There are a number of requirements that must be met for a will to be valid and one of these is that the signing of the will must be witnessed by two people who are not beneficiaries.
A recent case before the High Court turned on that point. It was brought by the long-estranged son of a man who died in 2011. The son only became aware of his father’s death in 2015 and brought a claim under the Inheritance (Provision for Family and Dependants) Act 1975 that financial provision should be made for him as he was not a beneficiary under his father’s will. Instead, the will left his estate to his friend and next-door neighbour, who was also appointed his executor. The will was a home-made one and was signed on the bonnet of a car in the man’s driveway.
The son had to apply to the court to proceed with his claim as the statutory time limit that applies in such cases had long passed. When he went to court, however, he contended that the will was not validly created and thus the estate should have been administered as if it had not existed. That would have resulted in the estate being divided between him and his half-brother.
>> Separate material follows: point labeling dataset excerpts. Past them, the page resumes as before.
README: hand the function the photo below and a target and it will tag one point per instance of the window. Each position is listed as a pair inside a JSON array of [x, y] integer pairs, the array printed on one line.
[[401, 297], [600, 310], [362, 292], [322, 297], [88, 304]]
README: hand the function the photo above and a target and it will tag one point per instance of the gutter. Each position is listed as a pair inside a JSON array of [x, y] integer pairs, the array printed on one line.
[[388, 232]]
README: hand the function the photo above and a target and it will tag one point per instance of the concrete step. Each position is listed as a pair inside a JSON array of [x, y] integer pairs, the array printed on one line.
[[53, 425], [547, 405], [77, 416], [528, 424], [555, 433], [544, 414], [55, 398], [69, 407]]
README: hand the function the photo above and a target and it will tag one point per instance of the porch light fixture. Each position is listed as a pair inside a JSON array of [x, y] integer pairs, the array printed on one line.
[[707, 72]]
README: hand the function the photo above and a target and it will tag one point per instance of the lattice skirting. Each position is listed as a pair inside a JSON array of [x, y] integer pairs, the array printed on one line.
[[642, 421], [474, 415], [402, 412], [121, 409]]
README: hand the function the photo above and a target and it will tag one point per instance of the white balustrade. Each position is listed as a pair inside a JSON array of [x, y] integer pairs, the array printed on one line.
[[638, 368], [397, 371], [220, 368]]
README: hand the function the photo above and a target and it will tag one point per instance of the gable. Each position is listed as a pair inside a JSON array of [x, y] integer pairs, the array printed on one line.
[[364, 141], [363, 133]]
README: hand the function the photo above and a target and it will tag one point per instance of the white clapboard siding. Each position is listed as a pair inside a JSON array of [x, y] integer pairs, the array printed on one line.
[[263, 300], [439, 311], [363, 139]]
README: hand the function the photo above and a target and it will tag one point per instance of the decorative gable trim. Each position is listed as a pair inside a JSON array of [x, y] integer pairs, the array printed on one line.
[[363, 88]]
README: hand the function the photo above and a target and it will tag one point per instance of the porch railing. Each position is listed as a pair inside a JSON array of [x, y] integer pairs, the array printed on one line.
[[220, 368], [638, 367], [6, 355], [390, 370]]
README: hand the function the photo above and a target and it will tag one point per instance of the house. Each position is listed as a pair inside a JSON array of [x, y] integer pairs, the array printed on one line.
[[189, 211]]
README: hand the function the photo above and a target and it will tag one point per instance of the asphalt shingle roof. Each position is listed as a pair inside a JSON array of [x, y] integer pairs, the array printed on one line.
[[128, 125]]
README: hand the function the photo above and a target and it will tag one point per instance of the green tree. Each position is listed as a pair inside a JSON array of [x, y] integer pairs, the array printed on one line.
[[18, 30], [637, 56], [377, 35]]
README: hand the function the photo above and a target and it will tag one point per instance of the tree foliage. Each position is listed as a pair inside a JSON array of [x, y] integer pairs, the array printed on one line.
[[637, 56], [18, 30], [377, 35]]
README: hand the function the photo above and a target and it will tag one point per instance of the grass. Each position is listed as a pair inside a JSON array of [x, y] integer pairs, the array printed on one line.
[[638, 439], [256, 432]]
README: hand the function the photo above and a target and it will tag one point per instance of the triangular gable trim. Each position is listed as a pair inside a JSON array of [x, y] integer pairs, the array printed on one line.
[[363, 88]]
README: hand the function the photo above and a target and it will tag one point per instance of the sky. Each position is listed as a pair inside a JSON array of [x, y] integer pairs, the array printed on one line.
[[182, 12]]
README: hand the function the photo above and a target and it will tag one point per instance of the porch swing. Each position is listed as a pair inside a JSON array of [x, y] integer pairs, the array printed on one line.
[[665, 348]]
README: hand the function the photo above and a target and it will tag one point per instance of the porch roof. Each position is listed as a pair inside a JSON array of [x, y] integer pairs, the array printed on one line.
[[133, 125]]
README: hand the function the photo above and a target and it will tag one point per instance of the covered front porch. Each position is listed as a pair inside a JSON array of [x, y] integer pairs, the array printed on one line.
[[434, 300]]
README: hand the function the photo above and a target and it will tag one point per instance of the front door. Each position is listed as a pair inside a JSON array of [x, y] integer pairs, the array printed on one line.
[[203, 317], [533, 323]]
The claim was based on the evidence of an enquiry agency which had interviewed the witnesses to the will. They had given conflicting evidence about the circumstances in which it had been signed. However, after hearing extensive evidence, and levelling considerable criticism at the enquiry agents regarding the manner in which they had obtained the witness statements, the judge ruled that the will had been validly signed. The conflict in the evidence of the will’s witnesses was explained, at least in part, by the fact that one of them suffers from some memory loss due to dementia.